Aku Mey, bekerja sebagai bidan di sebuah puskesmas yang berada di desa terpencil. Aku ingin menceritakan pengalamanku, menangani pasien seorang gadis belia yang bernama Lisa. Lisa yang saat itu usianya masih 14 tahun dipaksa menikah oleh kedua orangtuanya dengan seorang laki-laki tua yang lebih pantas menjadi seorang ayah baginya. Lelaki tua itu bernama pak Sarman. Ia adalah orang terkaya di desanya yang sudah memiliki tiga orang istri.
Ketika saat itu Lisa menikah di kantor KUA secara resmi dengan dihadiri oleh kedua orang tuanya dan juga warga setempat. Walaupun Lisa menjadi seorang istri yang keempat laki-laki tua itu. Para istri Pak Sarman sangat baik kepadanya. Ketiga istri pak Sarman amat menyayangi Lisa gadis belia tersebut, sekaligus merasa iba dengannya karena cepat atau lambat nasibnya akan sama seperti mereka.
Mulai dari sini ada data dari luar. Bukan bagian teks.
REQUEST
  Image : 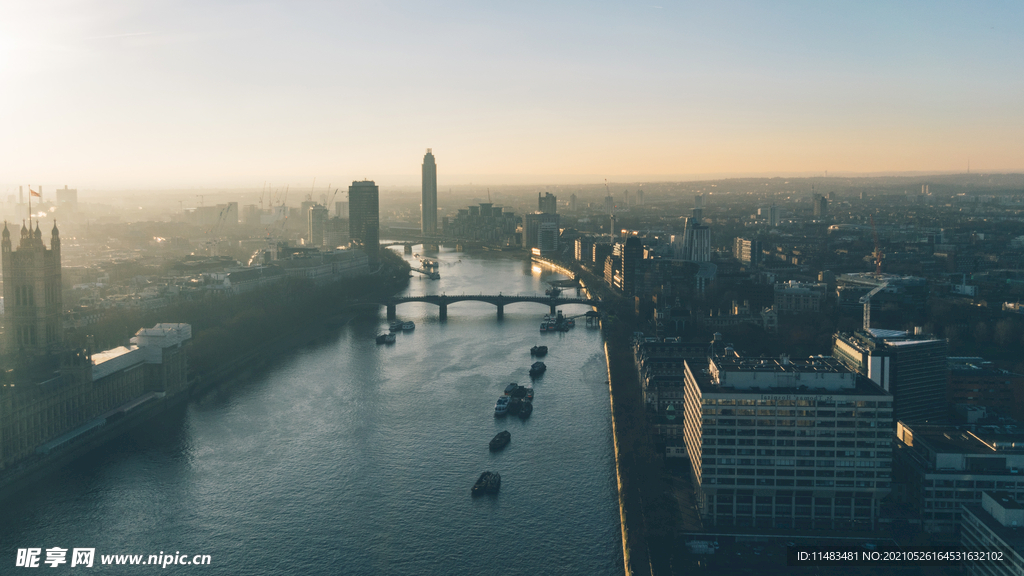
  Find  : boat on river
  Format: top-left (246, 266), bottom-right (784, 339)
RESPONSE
top-left (529, 362), bottom-right (548, 378)
top-left (495, 396), bottom-right (509, 416)
top-left (490, 430), bottom-right (512, 452)
top-left (471, 471), bottom-right (502, 496)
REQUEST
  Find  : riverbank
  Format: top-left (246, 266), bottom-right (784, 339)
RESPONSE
top-left (0, 256), bottom-right (408, 501)
top-left (534, 256), bottom-right (687, 576)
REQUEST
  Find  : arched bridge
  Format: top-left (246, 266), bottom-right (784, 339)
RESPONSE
top-left (385, 294), bottom-right (602, 321)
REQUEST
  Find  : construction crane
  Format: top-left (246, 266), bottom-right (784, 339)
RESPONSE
top-left (868, 214), bottom-right (882, 276)
top-left (860, 282), bottom-right (889, 331)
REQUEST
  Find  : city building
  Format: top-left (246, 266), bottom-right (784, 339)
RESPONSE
top-left (348, 180), bottom-right (380, 261)
top-left (57, 184), bottom-right (78, 212)
top-left (893, 422), bottom-right (1024, 533)
top-left (0, 220), bottom-right (63, 359)
top-left (775, 280), bottom-right (828, 314)
top-left (420, 148), bottom-right (437, 236)
top-left (811, 194), bottom-right (828, 220)
top-left (733, 237), bottom-right (764, 265)
top-left (947, 358), bottom-right (1024, 420)
top-left (684, 356), bottom-right (893, 530)
top-left (537, 192), bottom-right (558, 214)
top-left (961, 490), bottom-right (1024, 576)
top-left (833, 328), bottom-right (949, 423)
top-left (522, 212), bottom-right (561, 251)
top-left (0, 324), bottom-right (191, 468)
top-left (306, 204), bottom-right (330, 246)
Malam pertama yang dialami Lisa, jeritan-jeritan suara yang terdengar sagat memilukan. Tidak seperti pasangan pengantin lainnya yang begitu bahagia memadu kasih di ranjang pengantin. Seringkali saat malam hari, Pak Sarman seperti seorang yang mengidap penyakit kelainan jiwa jika hendak berhubungan intim dengan istri-istrinya. Pak Sarman pasti akan menyiksa pasangannya terlebih dahulu.
Di keesokan harinya, ketiga pak Sarman hendak masuk ke kamar Lisa, sekadar hanya untuk melihat keadaan gadis belia itu, tetapi mereka sangat terkejut karena menemukan Lisa dalam keadaan babak belur di sekujuran tubuhnya. Lisa yang usianya masih belia, seharusnya sibuk dengan mata pelajaran di sekolahnya. Namun, kini kenyataannya tergeletak tidak sadarkan diri, di sudut kamar si tua bangka yang tidak berperikemanusiaan itu.
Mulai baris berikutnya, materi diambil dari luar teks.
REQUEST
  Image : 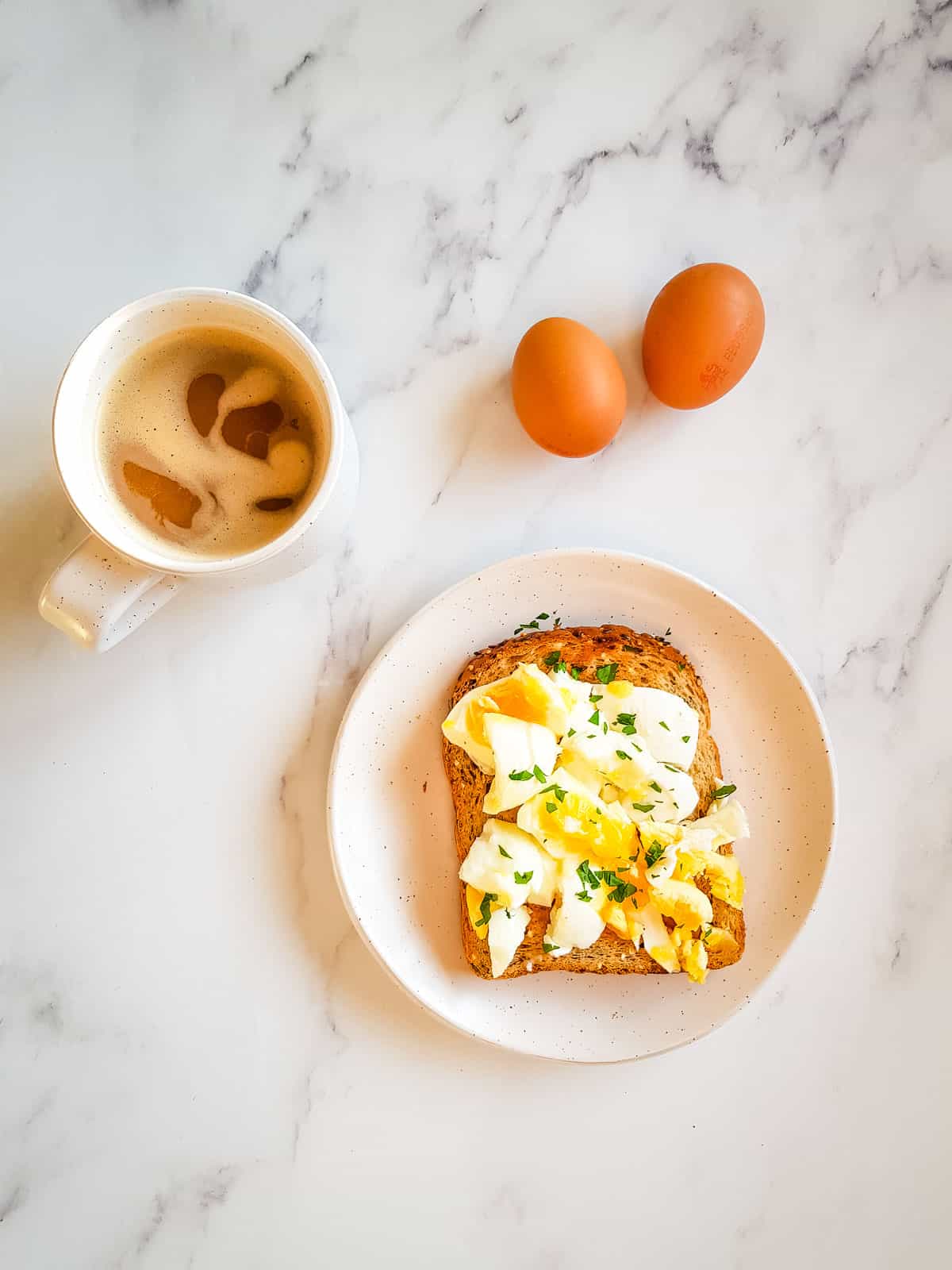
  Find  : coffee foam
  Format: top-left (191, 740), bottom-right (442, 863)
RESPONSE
top-left (99, 328), bottom-right (322, 556)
Ketiga istri pak Sarman merawat Lisa selayaknya anak mereka sendiri, namun tidak ada yang dapat mereka perbuat, selain mengobati luka-luka yang ada di tubuh gadis belia itu. Ketiga istri pak Sarman tidak ada satu pun yang berani untuk melawan karena sangat takut jika lelaki tua itu sudah murka. Sudah pasti mereka akan mendapatkan siksaan yang sangat mengerikan.
***
Saat pagi harinya, Pak Sarman pergi mengunjungi rumah orangtua Lisa dengan membawa beberapa tukang bangunan untuk membuatkan rumah baru untuk gadis belia itu. Rumah Lisa direnovasi dari bilik bambu menjadi bangunan yang cukup mewah di desanya. Adik-adiknya saat itu yang sudah putus sekolah, kini sudah dapat bersekolah kembali. Keluarganya yang terbiasa makan satu-dua kali sehari. Dengan kekayaan yang dimiliki pak Sarman, mereka bisa makan tiga kali sehari. Dan keperluan uang lainnya pun telah ditanggung oleh laki-laki tua kaya itu.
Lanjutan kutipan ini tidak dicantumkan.